It takes time to customize your resume for each job opening, but there's a good reason to do so. Susan Joyce of Work Coach Cafe says recruiters are not impressed by a one-size-fits-all approach.
Many job seekers use the chronological format, which lists all of your jobs from most recent to least recent. A chronological resume is useful if you have extensive experience working in your industry. If you have most of the skills listed in the job opening, a chronological resume makes sense.
However, you may want to use a functional resume when applying for certain positions. Instead of listing your work history in reverse chronological order, a functional resume highlights your skills and achievements. If you are trying to transition from one industry to another, you're better off using a functional resume to draw attention away from your lack of experience in the field. Functional resumes are also ideal if you have gaps in your employment history or want to transition to a civilian career after serving in the military.

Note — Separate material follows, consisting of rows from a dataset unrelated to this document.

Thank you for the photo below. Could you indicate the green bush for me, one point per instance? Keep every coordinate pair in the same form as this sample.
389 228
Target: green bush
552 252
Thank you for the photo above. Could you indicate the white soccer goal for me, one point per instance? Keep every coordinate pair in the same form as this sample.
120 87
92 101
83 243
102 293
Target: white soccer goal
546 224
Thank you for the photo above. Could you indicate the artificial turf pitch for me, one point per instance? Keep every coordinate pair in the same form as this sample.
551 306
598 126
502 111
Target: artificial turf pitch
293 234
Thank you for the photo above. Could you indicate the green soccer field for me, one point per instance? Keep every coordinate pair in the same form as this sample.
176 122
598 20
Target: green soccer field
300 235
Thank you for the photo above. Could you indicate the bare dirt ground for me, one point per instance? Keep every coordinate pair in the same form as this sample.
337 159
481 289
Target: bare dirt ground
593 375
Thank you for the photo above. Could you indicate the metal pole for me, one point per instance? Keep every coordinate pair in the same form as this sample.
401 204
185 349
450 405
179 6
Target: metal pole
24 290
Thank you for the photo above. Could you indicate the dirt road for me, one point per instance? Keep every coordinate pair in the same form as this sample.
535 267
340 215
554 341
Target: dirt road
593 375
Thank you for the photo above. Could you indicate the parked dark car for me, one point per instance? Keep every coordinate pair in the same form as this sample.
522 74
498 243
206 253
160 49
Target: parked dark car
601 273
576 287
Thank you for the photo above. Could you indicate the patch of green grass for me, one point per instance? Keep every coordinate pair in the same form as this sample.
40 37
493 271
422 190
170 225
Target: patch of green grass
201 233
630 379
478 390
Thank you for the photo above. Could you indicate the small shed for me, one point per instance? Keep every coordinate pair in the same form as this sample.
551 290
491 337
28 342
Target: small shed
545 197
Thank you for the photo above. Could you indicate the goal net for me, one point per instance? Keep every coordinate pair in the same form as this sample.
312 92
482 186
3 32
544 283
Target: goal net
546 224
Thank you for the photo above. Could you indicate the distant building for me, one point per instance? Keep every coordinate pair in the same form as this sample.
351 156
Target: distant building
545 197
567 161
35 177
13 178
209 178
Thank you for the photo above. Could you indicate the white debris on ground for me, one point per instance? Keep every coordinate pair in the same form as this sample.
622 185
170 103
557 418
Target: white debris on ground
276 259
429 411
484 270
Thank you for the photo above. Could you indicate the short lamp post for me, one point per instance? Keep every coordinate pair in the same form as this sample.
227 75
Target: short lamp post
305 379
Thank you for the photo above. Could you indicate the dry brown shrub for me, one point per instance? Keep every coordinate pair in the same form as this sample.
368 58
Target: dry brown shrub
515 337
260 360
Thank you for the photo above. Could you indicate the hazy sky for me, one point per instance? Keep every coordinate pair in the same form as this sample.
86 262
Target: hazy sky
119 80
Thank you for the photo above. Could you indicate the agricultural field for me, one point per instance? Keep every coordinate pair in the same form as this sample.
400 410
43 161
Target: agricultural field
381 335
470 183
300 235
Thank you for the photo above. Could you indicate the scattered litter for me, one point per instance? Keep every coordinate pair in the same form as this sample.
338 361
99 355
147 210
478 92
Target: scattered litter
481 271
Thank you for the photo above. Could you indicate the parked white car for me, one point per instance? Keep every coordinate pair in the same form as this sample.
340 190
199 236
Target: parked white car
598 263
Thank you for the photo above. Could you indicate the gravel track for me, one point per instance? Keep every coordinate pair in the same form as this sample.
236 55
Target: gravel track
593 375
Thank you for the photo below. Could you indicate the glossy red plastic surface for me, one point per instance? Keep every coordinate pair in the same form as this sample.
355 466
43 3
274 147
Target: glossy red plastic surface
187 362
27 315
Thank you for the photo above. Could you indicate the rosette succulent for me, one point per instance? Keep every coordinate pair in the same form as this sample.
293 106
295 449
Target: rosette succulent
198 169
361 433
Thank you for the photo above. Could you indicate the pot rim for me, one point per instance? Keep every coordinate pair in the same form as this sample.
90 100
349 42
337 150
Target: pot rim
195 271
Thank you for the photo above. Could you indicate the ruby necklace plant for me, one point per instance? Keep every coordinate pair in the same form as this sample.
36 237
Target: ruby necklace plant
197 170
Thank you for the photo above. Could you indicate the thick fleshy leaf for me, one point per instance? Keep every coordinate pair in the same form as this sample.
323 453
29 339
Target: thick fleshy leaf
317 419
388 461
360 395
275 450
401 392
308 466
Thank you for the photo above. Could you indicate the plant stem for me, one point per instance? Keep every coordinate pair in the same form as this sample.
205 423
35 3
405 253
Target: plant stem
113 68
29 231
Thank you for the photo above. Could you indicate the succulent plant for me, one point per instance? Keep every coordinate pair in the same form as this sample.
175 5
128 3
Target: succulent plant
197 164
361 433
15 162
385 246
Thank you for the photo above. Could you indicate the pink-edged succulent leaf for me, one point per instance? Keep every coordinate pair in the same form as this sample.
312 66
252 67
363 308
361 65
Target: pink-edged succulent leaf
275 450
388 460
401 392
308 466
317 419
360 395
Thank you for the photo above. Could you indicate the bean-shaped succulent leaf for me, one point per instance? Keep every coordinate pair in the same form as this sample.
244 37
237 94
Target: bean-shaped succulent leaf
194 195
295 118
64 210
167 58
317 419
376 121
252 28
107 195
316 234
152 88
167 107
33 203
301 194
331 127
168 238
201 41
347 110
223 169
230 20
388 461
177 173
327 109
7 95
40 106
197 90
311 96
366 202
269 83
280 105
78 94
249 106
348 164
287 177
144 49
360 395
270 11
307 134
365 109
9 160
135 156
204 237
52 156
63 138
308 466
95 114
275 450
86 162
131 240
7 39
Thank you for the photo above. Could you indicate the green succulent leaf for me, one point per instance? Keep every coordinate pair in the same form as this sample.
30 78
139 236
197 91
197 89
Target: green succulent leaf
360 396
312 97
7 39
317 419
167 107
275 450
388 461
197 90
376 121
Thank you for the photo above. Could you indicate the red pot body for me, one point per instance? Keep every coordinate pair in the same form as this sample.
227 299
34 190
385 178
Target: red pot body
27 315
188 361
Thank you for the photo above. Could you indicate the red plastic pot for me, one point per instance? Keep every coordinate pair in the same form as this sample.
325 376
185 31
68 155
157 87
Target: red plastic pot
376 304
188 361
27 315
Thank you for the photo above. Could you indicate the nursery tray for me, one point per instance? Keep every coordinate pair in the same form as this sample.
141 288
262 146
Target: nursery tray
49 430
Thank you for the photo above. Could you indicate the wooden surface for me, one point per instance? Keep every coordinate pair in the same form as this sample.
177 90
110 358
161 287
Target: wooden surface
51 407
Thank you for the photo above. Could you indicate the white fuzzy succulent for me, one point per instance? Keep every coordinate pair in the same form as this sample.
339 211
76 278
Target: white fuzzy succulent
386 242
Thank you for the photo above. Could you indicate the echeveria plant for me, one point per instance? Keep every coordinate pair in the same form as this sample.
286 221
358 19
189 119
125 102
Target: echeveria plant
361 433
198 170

The layout of your resume is especially important if you're applying to a company that uses an applicant tracking system. Tracking systems have trouble interpreting graphics and they sometimes filter out headers, so you need to present information in a way that is easy for the ATS to read. Careerealism contributor Kristin Johnson recommends removing graphics, unusual fonts, tables, bullet points and colorful text from any resume you submit through an ATS. She also recommends using a chronological layout instead of a functional one.
The layout of your resume has a big impact on how recruiters perceive you. Instead of sending the same version to every potential employer, customize the layout based on the requirements of the job. Doing so makes it easier to highlight relevant skills and show the recruiter you are a qualified applicant.